Open shimopino opened 4 years ago
@KeisukeShimokawa This is an interesting suggestion: indeed, I'm also not sure what the performance difference between the two is. I did a deeper check and it seems like the TensorFlow version for BigGAN also uses a combination of Pool + Conv: https://github.com/google/compare_gan/blob/master/compare_gan/architectures/resnet_ops.py#L131 Perhaps this resblock structure is unique to BigGAN rather than the version from Miyato et al, but I might be wrong. Nonetheless, I think this is a very good point (and detail) to note and will certainly keep your suggestion in mind!
@kwotsin Thank you for your reply. I hadn't checked that repository.

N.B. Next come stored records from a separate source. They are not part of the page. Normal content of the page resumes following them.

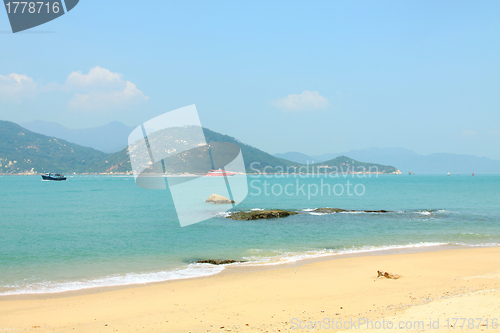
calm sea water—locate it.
[0,175,500,295]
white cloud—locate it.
[271,90,330,111]
[65,66,126,90]
[69,81,149,111]
[63,66,149,111]
[0,73,37,100]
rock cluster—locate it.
[311,208,391,214]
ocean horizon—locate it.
[0,174,500,295]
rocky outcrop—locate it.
[205,194,234,204]
[195,259,245,265]
[310,208,391,214]
[227,209,298,221]
[377,271,401,280]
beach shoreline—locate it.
[0,247,500,332]
[0,244,470,301]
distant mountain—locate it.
[309,156,401,174]
[0,121,397,174]
[0,121,115,174]
[276,148,500,173]
[19,120,133,153]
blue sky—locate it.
[0,0,500,159]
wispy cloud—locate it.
[271,90,330,111]
[64,66,149,111]
[0,66,149,112]
[462,131,477,137]
[0,73,37,101]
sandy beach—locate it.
[0,248,500,332]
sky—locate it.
[0,0,500,160]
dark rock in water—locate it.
[311,208,392,214]
[195,259,245,265]
[227,209,298,221]
[205,194,234,204]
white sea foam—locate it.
[235,242,449,266]
[0,264,224,295]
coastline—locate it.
[0,247,500,332]
[0,243,470,301]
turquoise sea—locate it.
[0,174,500,295]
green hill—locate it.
[0,121,108,174]
[0,121,399,174]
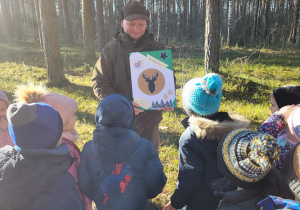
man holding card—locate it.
[92,1,173,150]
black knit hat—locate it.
[217,129,280,188]
[122,1,149,21]
[281,142,300,197]
[273,85,300,109]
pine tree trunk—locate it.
[40,0,65,86]
[96,0,106,52]
[1,0,14,40]
[290,0,300,43]
[62,0,74,44]
[82,0,96,62]
[34,0,44,50]
[226,0,233,46]
[204,0,220,73]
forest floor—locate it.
[0,41,300,209]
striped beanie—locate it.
[217,129,280,188]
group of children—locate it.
[0,73,300,210]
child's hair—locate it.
[272,85,300,109]
[281,142,300,197]
[7,103,63,149]
[182,73,223,116]
[15,83,78,125]
[217,129,280,188]
[0,89,10,107]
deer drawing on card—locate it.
[143,72,158,93]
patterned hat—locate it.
[0,89,10,106]
[288,106,300,141]
[218,129,280,188]
[182,73,223,116]
[7,103,63,149]
[273,85,300,109]
[281,142,300,197]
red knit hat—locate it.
[0,89,10,107]
[288,104,300,142]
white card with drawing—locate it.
[129,50,176,110]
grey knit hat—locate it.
[281,142,300,197]
[7,103,63,149]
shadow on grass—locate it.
[76,111,96,124]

Thank you for sharing.
Reading the original BigGAN paper again (arxiv), I found that the following diagram was provided and that a combination of Pooling and Conv was employed.
I also explored nvidia's repository on SPADE and found that it uses a combination of Pooling and Conv for ResBlock as well (e.g. https://github.com/NVlabs/SPADE/blob/master/models/networks/discriminator.py#L46).
The official implementation of Tensorflow that I have shown as a reference may have been a bit of a special implementation.
Looking at the official BigGAN implementation in Tensorflow, I found they use ConvTranspose2d for Upsample and Conv2d for Downsample in the ResNet block (e.g. https://github.com/taki0112/BigGAN-Tensorflow/blob/master/ops.py#L159).
I know that BigGAN implementations in PyTorch use a combination of Pooling and Conv (e.q. https://github.com/ajbrock/BigGAN-PyTorch/blob/master/BigGAN.py#L341), but in my experience, I can't say for sure which is the better performance.
In the future, is it possible to flexibly select an operation to change the resolution of the input feature map?